Recently a hockey wizard from Williamsville wrote a letter blasting the Sabres for being boring, predictable, and a bunch of wimps. Since the Sabres organization doesn't respond to petty little letters, I will.
First, on the elbow to Mogilny, just because the Sabres didn't hack Chelios' head off, it doesn't mean they didn't go after him. As I remember it, Foligno tried to get him but a Canadien and a ref got in his way.
Second, I can't think of one time when Mogilny or Turgeon shot the puck in. I wish they would, because it sure helps set up goals. And why do you think we have players like Vaive and Andreychuk going to the nets? I'll tell you, to get rebounds from the shots at the blue line after they shoot the puck in. And if you think this team can't check; maybe you'd like to meet Mr. Kennedy or Mr. Ray. You can wear a Bruins jersey and let them squish you through those little camera holes in the glass.

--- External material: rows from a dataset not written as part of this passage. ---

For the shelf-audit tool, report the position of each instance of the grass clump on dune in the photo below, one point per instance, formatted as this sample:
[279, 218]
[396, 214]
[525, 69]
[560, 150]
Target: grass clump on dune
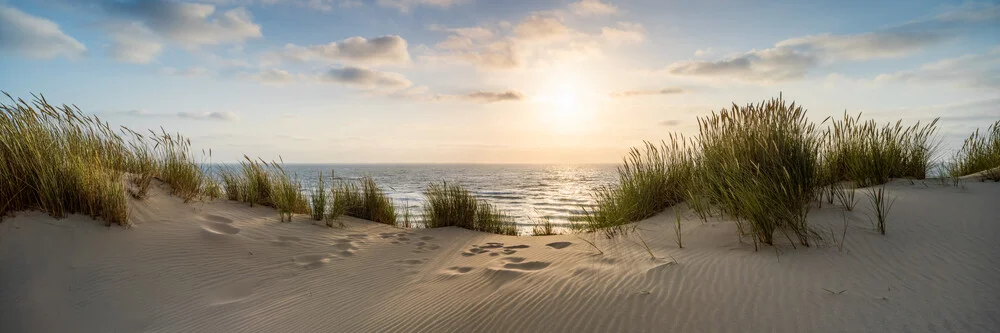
[452, 205]
[648, 182]
[868, 154]
[60, 161]
[979, 152]
[367, 202]
[265, 184]
[758, 163]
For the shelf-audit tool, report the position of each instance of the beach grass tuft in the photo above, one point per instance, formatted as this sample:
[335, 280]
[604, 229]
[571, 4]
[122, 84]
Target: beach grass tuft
[979, 153]
[367, 201]
[61, 161]
[452, 205]
[868, 154]
[257, 182]
[649, 181]
[758, 163]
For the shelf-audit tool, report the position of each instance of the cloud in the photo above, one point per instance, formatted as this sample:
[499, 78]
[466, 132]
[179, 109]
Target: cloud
[365, 77]
[773, 64]
[635, 93]
[625, 33]
[188, 24]
[382, 50]
[35, 37]
[215, 115]
[793, 58]
[592, 8]
[540, 26]
[499, 55]
[404, 6]
[490, 97]
[133, 43]
[189, 72]
[972, 71]
[273, 76]
[871, 45]
[472, 33]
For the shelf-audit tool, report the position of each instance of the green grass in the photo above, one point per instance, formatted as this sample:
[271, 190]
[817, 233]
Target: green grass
[868, 154]
[366, 202]
[267, 184]
[648, 182]
[758, 163]
[318, 199]
[452, 205]
[544, 229]
[979, 152]
[61, 161]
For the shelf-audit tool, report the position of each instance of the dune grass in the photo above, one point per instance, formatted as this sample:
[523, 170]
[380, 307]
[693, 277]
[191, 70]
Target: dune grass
[257, 182]
[366, 202]
[868, 154]
[61, 161]
[648, 181]
[546, 228]
[319, 200]
[452, 205]
[980, 152]
[758, 163]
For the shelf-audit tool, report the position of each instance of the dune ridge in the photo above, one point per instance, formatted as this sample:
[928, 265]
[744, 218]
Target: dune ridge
[221, 266]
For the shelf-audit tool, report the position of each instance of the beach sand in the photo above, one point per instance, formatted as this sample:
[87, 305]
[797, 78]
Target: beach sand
[222, 266]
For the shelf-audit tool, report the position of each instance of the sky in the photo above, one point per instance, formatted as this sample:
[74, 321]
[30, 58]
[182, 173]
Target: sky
[491, 81]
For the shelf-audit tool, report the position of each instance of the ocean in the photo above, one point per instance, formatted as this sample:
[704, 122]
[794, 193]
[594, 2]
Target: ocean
[529, 193]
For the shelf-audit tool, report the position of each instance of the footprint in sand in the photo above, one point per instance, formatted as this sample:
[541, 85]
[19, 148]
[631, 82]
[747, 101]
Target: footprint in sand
[220, 219]
[346, 248]
[559, 245]
[312, 261]
[519, 264]
[286, 240]
[527, 266]
[232, 292]
[411, 261]
[213, 228]
[459, 269]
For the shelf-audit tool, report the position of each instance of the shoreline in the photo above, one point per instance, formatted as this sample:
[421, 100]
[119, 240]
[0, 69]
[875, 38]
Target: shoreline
[223, 266]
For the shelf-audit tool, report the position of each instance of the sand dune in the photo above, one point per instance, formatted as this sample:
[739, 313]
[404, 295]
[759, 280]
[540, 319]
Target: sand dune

Third, would you rather watch the Zamboni go around the ice than win a car? I'm sure you love your Yugo, so I'll take the $15,000 car the Sabres organization is giving away. If you think the music is too loud, you should adjust your hearing aid because I can hear everything and everyone just fine.
So I don't care if you don't go to any more Sabres games, I'd rather have a real Sabres fan sitting next to me in the Aud rooting the Sabres to another win. That way, there's more champagne in the Stanley Cup for the real fans to drink!